Last month, I was in Paris for a few days visiting my daughter, Hava. While there, late at night, I wandered into a kosher pizza store in a hole in the wall in the Marais, the older Jewish neighborhood of Paris. There were a few small tables, some old salt and pepper shakers, a picture of the past Lubavitcher rebbe and the comforting smell of cooking pizza. No one spoke English, only French and Hebrew. The owner/pizza baker behind the counter was an elderly man with a long curly beard, big black kippa and white flour dusting him from head to toe. The pizza shop was empty save for one Sefardic-looking local man eating several personal pizzas for dinner.

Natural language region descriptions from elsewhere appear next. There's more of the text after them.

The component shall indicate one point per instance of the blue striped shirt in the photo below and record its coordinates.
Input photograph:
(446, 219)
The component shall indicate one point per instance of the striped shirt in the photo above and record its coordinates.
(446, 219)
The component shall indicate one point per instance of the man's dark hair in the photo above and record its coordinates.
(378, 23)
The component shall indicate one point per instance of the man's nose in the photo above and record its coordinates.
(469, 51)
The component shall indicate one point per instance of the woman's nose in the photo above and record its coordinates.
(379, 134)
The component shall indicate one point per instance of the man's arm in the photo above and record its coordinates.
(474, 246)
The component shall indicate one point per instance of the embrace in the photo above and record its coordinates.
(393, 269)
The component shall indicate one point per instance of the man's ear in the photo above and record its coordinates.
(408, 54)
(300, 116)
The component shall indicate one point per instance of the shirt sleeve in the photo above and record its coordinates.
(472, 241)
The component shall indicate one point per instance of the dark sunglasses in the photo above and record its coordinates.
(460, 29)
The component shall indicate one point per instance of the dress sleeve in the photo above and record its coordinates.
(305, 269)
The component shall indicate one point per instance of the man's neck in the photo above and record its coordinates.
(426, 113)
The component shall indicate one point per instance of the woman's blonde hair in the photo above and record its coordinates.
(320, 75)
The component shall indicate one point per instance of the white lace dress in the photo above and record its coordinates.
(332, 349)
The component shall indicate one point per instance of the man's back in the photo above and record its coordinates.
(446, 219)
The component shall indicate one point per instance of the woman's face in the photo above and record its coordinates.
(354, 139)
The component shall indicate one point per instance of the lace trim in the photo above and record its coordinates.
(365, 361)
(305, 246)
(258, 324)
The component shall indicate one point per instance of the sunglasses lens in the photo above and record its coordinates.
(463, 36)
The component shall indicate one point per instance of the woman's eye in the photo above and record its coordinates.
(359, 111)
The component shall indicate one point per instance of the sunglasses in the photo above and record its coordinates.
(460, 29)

I ate my pizza slice and went to pay, but the baker told me in Hebrew that he did not take credit cards. I had no cash and told him I would find an ATM. After scouring my phone for a couple minutes to locate one, he told me that the other man in the restaurant would pay for me. I was surprised and replied that I could get money. But waving me off, he exclaimed in Hebrew, “Tzedakah is not only for the needy, it is for the wealthy also.” The Talmudic profundity of the line and kindness which so easily rolled off of them—there, in the middle of the night, in the hole in the wall of too-thin pizza crust—charged the floured air around us with poignancy and holiness. I thanked them and exclaimed in Hebrew, “I guess there are Mitzvot all around us here in the middle of the night in Paris.” Then I told them that I would, “pay it forward,” and give some tzedakah myself soon.
Last week I was in Israel. Walking through the Jaffa Gate into Mamilla from the Old City, a Jewish man in his early 30s asked me for money. We talked in Hebrew. He said that he had several children and was in financial need. He showed me his Israel ID card, his teudat zehut. I told him I did not have cash and I thought that would be the end of it, but he was persuasive and alerted me to several ATM’s nearby. There was something about him which made me think he did indeed need the money—after all, no one spends their time begging if they don’t need to.
I acquiesced and we walked together toward the ATM. On the way, I asked if he worked, to which he replied that these days it was hard to find work. I responded that I was under the impression that with so many away at war there was a lot of work to be done. He said something about a job he had, which sounded like piecemeal manual labor, but that it was not available until closer to Passover.
Standing at the ATM, I debated in my mind about how much to give him and decided on an amount slightly higher than I normally would. After all, I was an American visiting a country at a time of difficulty whose citizens are in pain. This was a time for generosity, for helping each other. I gave him the cash and he was very happy. He asked me if my children were married and I told him they were not, after which he responded with what seemed like a heartfelt blessing for them to find their bashert. I then blessed him with strength and success. He blessed me again and I blessed him and then we together we blessed the Jewish people and its future. Then he hugged me and I exclaimed in Hebrew, “200 shekels for such blessings is a bargain!”
These moments of connection between Jews leave me with a deep sense of the familial nature of our people. These are the holy moments, when we recognize the image of God in each other and the deep sense of connection between us as Jews and as brethren.
Was he for real? Did he have children? Was he needy? Did he need to buy drugs? Food? Nothing? It really did not matter. What mattered was the spiritual gift that such a moment brings, whether at midnight in Paris or in the sunlight outside the Jaffa Gate. We are indeed one people with one heart.
May Hashem bless the moments of sanctity and charity between us and bring peace, speedily in our days.